“ I have owned slaves — They were confiscated and sold; yet two of them ran away…and came here to me. I hired them – made a bargain with them for their labor, and thus recognized their freedom. And I find they do better than when they were slaves. Now if any of you are slave owners, I advise you to go and do likewise, while you have the chance.” Andrew Johnson, January 1864
What is August 8th?
What do we know about August 8th's beginnings?
“One day Mrs. Johnson called us all in and said we were free now. She said we were free to go, or we could stay if we wanted
David Patterson & Mrs. L Story
Andrew Johnson received a letter from Mrs. L Story in 18__, in which she wrote:
“In the fall of 1863, while enroute to Nashville, Judge Patterson brought seven negroes and several small children to my house to stay until he could get them transported to you at Nashville, they as he stated being your servants and going to you for that purpose. He promised upon arrival at Nashville to return pay for their keeping which he never did.” (Franklin House, Knoxville, Tennessee, Andrew Johnson, Governor of Tennessee to Mrs. L. Story) To board 4 women and 3 men with several children all negroes for 3 weeks.....DUE $139.65.”
In October 1863 - the Patterson family was “given transportation to enable them to join Military Governor Johnson and other family members in Nashville.”
Sam JohnsonThe most definitive evidence comes in 1871, when Johnson's former slave, Sam Johnson, was the "Officer of the Day" at an August 8th event in Greeneville, TN. Their celebration of Emancipation included a parade, speeches, and a picnic. Andrew Johnson attended and spoke at the event. The event was recorded in the Knoxville Daily Chronicle.

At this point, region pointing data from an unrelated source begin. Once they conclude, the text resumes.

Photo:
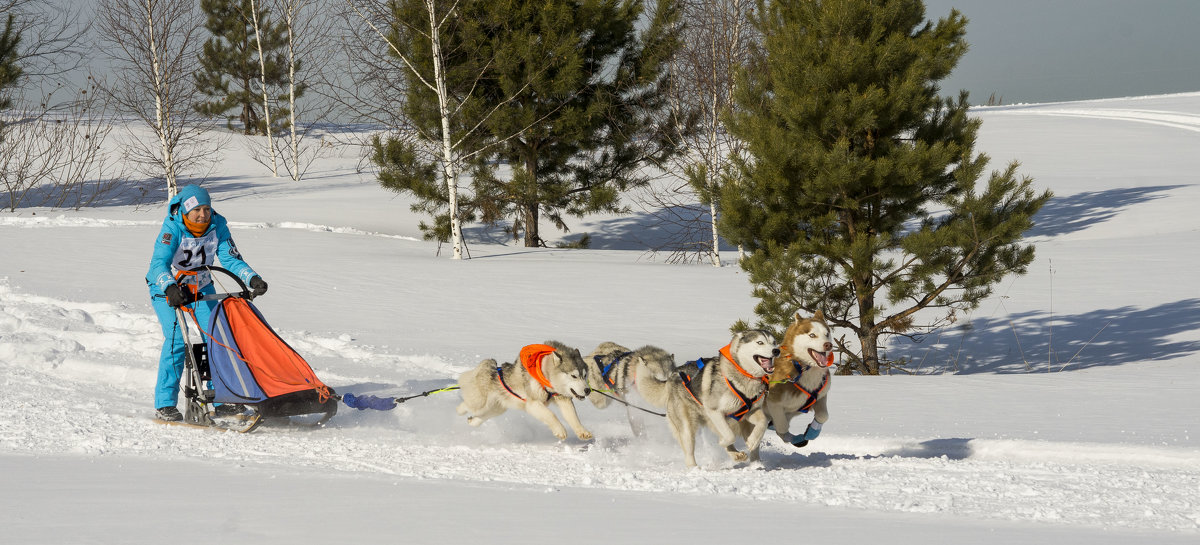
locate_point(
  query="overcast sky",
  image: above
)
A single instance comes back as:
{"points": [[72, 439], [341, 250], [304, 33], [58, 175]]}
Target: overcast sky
{"points": [[1045, 51]]}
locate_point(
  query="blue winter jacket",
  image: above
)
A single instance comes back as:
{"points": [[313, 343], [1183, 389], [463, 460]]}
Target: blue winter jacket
{"points": [[178, 250]]}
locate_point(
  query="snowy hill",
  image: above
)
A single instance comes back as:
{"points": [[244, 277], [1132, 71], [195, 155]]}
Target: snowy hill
{"points": [[1062, 413]]}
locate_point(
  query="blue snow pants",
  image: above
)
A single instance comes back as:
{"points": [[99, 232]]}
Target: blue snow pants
{"points": [[171, 360]]}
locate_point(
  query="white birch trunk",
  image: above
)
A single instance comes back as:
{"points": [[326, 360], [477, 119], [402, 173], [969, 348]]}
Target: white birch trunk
{"points": [[449, 168], [161, 119], [292, 91], [267, 103]]}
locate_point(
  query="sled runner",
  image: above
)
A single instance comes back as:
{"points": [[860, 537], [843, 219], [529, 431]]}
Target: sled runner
{"points": [[244, 372]]}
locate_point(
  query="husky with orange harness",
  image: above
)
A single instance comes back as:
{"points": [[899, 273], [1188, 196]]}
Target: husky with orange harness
{"points": [[719, 393], [543, 372], [801, 381]]}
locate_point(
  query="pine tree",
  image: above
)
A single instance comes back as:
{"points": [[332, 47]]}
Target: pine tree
{"points": [[229, 65], [583, 94], [10, 72], [411, 165], [861, 196]]}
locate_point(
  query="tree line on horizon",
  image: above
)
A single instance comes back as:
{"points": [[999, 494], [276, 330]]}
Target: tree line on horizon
{"points": [[811, 136]]}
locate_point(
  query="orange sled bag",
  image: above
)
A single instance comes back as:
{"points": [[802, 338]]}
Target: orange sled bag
{"points": [[250, 364]]}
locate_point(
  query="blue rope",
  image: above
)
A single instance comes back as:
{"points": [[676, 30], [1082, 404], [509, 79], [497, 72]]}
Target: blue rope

Sam's efforts at making this a standing regional event were recogized in the Knoxville Journal and Tribune, August 8th 1921:
"In most states January 1 is observed as Emancipation Day, but in Tennessee and a few other states, August 8 has been designated as the date for emancipation day exercises. This custom originated because negroes owned by Andrew Johnson, at Greeneville, were set free on August 8, and Sam Johnson, one of the former slaves of Andrew Johnson, worked for a long time and was successful in having August 8 set aside for Emancipation Day observed in this section."
Sam Johnson's Legacy
Although originally a regional celebration, before long August 8th events were taking place in Alabama, Kentucky, Arkansas, and Mississippi. Train excursions brought people from Ohio and North & South Carolina. Steamboats carried people from Nashville to a celebration in Clarksville, TN. Knoxville became a major hub as several of the Johnson slave descendants settled in the city.
National figures participated in and supported August 8th celebrations. Louis Armstrong performed at an event in Knoxville in 1937, and Tiny Bradshaw's Band played in 1939. The “International Sweethearts of Rhythm,” a racially integrated women’s band, played at the 1941 August 8th celebration in Knoxville. They were composed of Chinese, Indian, Mexican, and African-American women, and they toured both nationally and internationally.
August 8th continues as a day of celebration, thanks to the work of dedicated community members and groups.